Saturday, November 04, 2006

The End of Becky?

In today’s For Better or For Worse, we had the conclusion of the Becky and her music career sequence that began during the Grade 8 grad in July, 2005. Lynn Johnston seems to be in the mode not only to think of her work like a graphic novel, but considering the collections only span about 9 months, her work spans over a series of graphic novels. You would have to be an avid reader to realize that this storyline with Becky is very much a duplicate of the “Becky loves boys a little too much” sequence from early 2005. Like today’s For Better or For Worse, it ended up in a girls’ washroom. It would take at least 3 collections to follow this story if the story is collected in its chronological order. The other possibility is that Lynn is thinking of taking each separate storyline and creating graphic novels only involving that storyline. If she were to do that, she could probably fit the whole April and Becky story together in collection entitled, “My Best Friend is One of the Them – Singing Sluts.”
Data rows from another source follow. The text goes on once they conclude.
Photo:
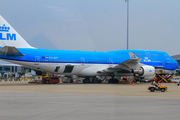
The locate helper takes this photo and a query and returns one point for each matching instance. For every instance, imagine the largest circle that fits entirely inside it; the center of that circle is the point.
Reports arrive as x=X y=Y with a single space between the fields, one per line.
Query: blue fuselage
x=153 y=58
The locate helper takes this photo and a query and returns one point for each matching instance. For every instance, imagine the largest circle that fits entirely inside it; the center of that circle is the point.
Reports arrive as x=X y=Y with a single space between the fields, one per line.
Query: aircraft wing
x=126 y=66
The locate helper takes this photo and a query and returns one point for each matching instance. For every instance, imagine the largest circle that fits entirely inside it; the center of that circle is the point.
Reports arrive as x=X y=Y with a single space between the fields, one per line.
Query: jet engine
x=145 y=71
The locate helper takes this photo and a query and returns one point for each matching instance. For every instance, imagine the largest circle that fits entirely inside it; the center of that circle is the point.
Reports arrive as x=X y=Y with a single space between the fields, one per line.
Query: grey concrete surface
x=53 y=106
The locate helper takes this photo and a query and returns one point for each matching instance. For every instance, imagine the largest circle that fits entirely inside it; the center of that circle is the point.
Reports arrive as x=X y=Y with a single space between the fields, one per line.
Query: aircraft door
x=37 y=60
x=147 y=54
x=82 y=61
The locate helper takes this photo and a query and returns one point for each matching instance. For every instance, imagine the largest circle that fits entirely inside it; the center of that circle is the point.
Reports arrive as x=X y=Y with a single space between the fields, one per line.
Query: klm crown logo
x=4 y=28
x=6 y=36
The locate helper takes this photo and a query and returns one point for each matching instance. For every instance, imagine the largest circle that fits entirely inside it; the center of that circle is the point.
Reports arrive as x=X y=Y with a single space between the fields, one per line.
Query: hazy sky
x=96 y=24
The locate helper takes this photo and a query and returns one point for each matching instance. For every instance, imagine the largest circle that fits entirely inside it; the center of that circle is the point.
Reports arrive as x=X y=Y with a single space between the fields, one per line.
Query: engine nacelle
x=145 y=71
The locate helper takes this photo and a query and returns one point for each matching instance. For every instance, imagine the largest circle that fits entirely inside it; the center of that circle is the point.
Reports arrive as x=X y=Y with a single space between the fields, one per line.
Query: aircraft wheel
x=116 y=81
x=162 y=90
x=110 y=81
x=152 y=89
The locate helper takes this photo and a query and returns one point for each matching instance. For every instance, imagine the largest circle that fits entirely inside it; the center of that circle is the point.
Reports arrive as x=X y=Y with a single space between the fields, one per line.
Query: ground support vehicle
x=161 y=88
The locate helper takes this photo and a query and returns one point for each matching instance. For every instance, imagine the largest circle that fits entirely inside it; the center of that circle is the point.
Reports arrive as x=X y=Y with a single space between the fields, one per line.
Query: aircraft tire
x=110 y=81
x=162 y=90
x=152 y=89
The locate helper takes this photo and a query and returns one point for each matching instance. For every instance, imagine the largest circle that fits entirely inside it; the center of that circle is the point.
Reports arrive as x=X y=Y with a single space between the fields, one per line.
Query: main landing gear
x=113 y=80
x=164 y=78
x=92 y=80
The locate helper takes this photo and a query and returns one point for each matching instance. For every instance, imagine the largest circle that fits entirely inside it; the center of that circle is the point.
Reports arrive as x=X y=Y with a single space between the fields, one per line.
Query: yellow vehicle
x=162 y=88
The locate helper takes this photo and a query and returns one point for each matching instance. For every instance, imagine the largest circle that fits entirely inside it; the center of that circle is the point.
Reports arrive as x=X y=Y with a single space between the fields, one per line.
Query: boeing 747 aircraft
x=138 y=63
I decided to continue with my tactic of applying reality to the plot situation except with the twist that after April praises Becky, Jeremy Jones is the one who gets blamed for everything. I had Shannon Lake praise April for being nice to Becky, after being mean to Becky, because the strip today seemed to be like an “Oh God! We only have one strip left this week” moment. Michael Patterson praised April for making up with her reformed evil personality. And Howard went on a strange trip with Marjee Mahaha.
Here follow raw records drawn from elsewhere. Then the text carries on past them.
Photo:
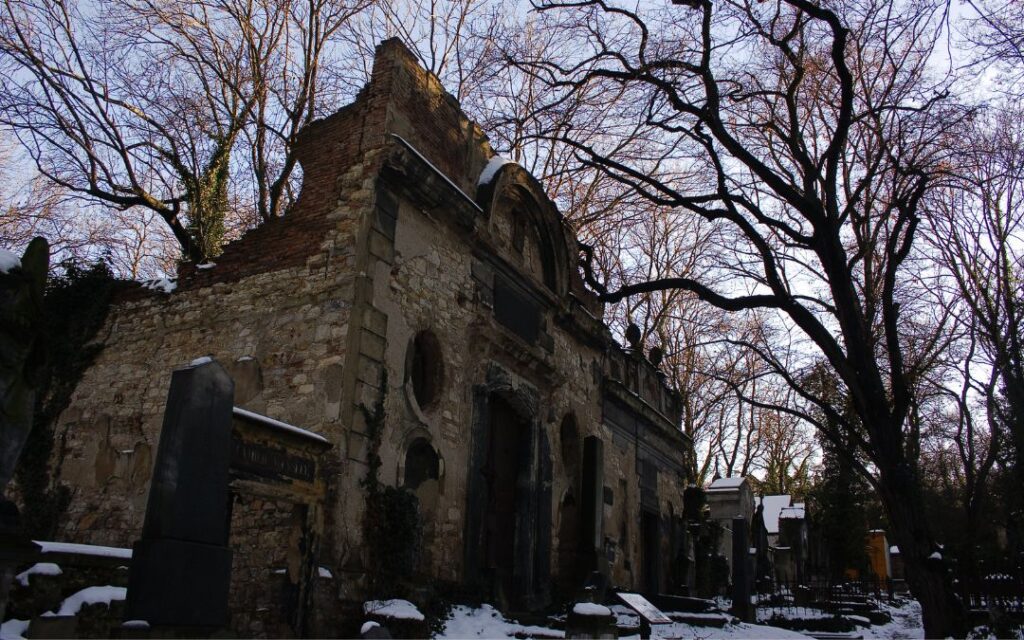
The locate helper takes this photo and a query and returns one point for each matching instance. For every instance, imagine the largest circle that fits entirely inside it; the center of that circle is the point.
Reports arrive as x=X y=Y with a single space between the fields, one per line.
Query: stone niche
x=421 y=282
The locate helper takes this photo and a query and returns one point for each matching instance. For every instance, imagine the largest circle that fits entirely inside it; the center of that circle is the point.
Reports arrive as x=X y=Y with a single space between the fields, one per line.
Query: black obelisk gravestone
x=740 y=571
x=181 y=567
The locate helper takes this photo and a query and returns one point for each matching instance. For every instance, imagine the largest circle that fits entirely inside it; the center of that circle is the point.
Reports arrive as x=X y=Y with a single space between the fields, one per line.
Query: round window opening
x=426 y=369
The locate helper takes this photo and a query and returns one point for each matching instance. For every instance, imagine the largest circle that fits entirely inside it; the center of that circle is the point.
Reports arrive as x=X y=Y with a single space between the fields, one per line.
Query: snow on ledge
x=13 y=629
x=589 y=608
x=39 y=568
x=367 y=626
x=83 y=550
x=494 y=166
x=8 y=260
x=163 y=285
x=395 y=609
x=276 y=424
x=90 y=595
x=437 y=171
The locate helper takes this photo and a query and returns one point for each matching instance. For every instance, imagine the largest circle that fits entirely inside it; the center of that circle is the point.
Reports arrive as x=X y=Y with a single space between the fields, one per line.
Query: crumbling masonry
x=539 y=449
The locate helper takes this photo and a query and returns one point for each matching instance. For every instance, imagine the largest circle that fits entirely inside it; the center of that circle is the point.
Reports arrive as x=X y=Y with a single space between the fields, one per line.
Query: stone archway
x=508 y=519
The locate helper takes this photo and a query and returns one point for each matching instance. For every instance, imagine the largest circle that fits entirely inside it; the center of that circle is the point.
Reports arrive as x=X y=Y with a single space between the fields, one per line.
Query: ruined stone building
x=417 y=273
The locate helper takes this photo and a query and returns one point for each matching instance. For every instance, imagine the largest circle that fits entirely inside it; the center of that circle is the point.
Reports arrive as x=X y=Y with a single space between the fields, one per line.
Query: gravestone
x=741 y=607
x=22 y=291
x=181 y=566
x=649 y=614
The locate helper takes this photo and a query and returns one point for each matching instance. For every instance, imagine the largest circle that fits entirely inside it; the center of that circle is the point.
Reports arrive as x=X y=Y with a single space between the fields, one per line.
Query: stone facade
x=418 y=271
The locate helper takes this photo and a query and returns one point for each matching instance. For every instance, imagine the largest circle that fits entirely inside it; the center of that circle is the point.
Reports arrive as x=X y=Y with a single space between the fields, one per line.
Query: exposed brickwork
x=308 y=312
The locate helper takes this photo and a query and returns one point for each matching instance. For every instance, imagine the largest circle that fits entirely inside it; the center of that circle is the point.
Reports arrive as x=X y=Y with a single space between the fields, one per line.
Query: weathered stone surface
x=324 y=302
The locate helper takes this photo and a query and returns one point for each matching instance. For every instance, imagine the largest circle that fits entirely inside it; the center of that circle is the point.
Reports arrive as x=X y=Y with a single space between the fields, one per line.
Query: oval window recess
x=425 y=370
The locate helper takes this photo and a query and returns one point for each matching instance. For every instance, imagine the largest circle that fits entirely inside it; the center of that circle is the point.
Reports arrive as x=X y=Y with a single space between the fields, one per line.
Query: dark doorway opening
x=649 y=551
x=506 y=461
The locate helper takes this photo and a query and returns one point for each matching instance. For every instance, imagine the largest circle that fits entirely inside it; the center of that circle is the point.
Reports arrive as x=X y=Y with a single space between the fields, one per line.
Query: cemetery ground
x=50 y=600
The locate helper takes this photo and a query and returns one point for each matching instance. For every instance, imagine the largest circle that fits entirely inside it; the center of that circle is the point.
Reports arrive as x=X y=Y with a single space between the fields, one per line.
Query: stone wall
x=397 y=275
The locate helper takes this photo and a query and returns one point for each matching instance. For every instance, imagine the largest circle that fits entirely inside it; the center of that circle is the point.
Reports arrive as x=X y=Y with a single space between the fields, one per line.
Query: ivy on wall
x=392 y=526
x=75 y=308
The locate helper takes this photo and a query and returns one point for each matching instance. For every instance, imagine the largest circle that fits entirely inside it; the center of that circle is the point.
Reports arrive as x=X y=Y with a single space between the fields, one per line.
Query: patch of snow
x=773 y=506
x=734 y=631
x=8 y=261
x=83 y=550
x=905 y=625
x=589 y=608
x=437 y=171
x=13 y=629
x=722 y=484
x=367 y=626
x=486 y=622
x=795 y=512
x=90 y=595
x=163 y=285
x=135 y=624
x=494 y=166
x=395 y=609
x=276 y=424
x=39 y=568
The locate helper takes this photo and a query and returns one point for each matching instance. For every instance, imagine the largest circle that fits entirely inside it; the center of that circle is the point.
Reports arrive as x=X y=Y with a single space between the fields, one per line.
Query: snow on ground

I spend the day with my daughter going to her first chess tournament and my son to his second year of chess tournaments. This is an event that is dominated by boys, and I found it interesting that there was a poster for a girls-only chess event posted on the wall at the tournament, specifically mentioning that it was there to encourage girls to do chess. This made no sense to me. Chess is not any kind of physical sport which requires upper body strength, nor is it unpleasant to play, so I have no idea why girls would avoid it.

2 Comments:

Blogger April Patterson said...

Though, as you point out, chess does tend to skew male. It sounds as though they were trying to counteract that tendency.

My brother was always heavily into chess, and I never saw the appeal. Did you and your sisters follow that pattern?

5:31 AM  
Blogger howard said...

Both sisters played chess. To my knowledge there were no chess tournaments in my section of the country; so I don't know if they would have participated in those things.

There is definitely some skewing going on though as far as cultures go. There is a much higher percentage of kids from India/Pakistan or Japanese/Korean backgrounds participating, and most of the girls who participate come from that background. These populations are very small as a part of the overall Tucson population (less 2 percent), but you wouldn't know it looking at kid's chess tournament.